Das Ducati Team komplettierte die Top-10 mit Nicky Hayden und Andrea Dovizioso, während der 11. Platz an Wildcard-Pilot Katsuyuki Nakasuga (Yamaha YSP Racing Team) ging. 12. wurde CRT-Fahrer Colin Edwards (NGM Mobile Forward Racing), nachdem Aleix Espargaró (Power Electronics Aspar) mit einem High-Speed-Crash, bei dem er unverletzt blieb, den letzten von drei Ausfällen markierte. Zuvor war für Lukas Pesek (Came IodaRacing Project) das Rennen vorzeitig vorüber, während Luca Scassa (Cardion AB Motoracing) mit einer losen rechten Fußraste in die Box zurückkehren musste.

Mit dem Ergebnis - dem 200. Sieg in der Königsklasse für Yamaha - verringerte Lorenzo den Abstand zu Márquez vor dem Saison-Finale, dem Gran Premio Generali de la Comunitat Valenciana, auf 13 Punkte.
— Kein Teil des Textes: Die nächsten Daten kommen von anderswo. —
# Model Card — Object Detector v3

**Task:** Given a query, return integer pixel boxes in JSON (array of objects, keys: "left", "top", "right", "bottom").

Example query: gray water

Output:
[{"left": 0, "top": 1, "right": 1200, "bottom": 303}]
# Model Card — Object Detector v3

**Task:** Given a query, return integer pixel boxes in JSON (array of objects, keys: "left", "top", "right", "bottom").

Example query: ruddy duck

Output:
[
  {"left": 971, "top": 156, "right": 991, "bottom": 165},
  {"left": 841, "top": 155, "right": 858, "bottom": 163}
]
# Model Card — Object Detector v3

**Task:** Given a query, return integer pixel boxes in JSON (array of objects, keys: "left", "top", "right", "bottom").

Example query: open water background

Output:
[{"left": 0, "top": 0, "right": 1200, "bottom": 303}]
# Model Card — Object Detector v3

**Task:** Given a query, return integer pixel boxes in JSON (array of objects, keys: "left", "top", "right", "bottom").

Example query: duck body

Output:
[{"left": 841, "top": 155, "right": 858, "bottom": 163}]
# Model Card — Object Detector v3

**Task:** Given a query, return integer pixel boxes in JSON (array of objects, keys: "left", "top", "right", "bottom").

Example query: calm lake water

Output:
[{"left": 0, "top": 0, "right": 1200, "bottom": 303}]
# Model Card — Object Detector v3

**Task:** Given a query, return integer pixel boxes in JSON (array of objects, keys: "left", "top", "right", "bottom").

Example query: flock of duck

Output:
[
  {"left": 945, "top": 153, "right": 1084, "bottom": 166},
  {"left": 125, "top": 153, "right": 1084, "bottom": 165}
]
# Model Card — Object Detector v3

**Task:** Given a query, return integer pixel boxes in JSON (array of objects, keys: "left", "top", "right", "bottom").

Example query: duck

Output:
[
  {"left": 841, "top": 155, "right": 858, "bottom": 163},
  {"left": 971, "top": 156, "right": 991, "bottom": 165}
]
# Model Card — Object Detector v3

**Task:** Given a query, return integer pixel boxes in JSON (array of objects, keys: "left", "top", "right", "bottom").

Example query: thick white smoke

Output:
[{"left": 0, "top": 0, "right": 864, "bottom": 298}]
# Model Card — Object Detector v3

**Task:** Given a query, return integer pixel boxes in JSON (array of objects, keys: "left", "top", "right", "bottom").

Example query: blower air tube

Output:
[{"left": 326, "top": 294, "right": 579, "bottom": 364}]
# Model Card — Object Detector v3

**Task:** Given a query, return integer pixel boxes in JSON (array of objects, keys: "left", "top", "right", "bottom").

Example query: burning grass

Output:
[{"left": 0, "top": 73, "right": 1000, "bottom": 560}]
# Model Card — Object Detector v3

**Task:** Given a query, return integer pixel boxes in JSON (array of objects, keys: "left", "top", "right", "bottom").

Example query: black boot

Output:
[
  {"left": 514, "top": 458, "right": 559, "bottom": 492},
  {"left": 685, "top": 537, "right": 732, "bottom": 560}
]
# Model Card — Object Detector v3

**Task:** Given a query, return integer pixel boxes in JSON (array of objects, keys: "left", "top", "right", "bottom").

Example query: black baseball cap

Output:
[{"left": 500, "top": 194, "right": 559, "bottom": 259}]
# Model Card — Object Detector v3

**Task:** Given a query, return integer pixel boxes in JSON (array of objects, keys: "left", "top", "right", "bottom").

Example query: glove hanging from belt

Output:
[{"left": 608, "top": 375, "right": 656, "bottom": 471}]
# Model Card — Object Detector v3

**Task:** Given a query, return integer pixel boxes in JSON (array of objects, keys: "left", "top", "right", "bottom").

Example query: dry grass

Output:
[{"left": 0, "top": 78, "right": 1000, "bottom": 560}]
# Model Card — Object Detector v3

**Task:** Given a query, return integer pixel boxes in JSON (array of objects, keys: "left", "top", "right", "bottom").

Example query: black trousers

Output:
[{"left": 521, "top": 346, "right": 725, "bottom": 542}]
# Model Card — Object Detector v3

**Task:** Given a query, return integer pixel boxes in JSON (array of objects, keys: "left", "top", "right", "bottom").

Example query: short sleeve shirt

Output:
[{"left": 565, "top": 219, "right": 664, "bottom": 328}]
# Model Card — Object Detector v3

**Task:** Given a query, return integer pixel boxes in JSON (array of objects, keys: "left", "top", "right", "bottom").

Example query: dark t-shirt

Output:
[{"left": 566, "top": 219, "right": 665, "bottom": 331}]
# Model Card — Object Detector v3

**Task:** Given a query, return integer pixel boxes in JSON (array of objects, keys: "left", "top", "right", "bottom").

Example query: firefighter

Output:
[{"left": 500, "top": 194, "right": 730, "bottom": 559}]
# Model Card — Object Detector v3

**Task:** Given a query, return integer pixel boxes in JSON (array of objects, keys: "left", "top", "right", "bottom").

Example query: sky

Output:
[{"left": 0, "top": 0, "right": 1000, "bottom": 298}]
Das heißt, dass zum ersten Mal seit sieben Jahren der MotoGP™-Titel beim Finale entschieden wird. Im Jahr 2006 war es auch ein Duell zwischen den Honda- und Yamah-Werksteams - damals belegte Nicky Hayden platz drei im Rennen und schlug damit Valentino Rossi, um seinen ersten Titel dingfest zu machen.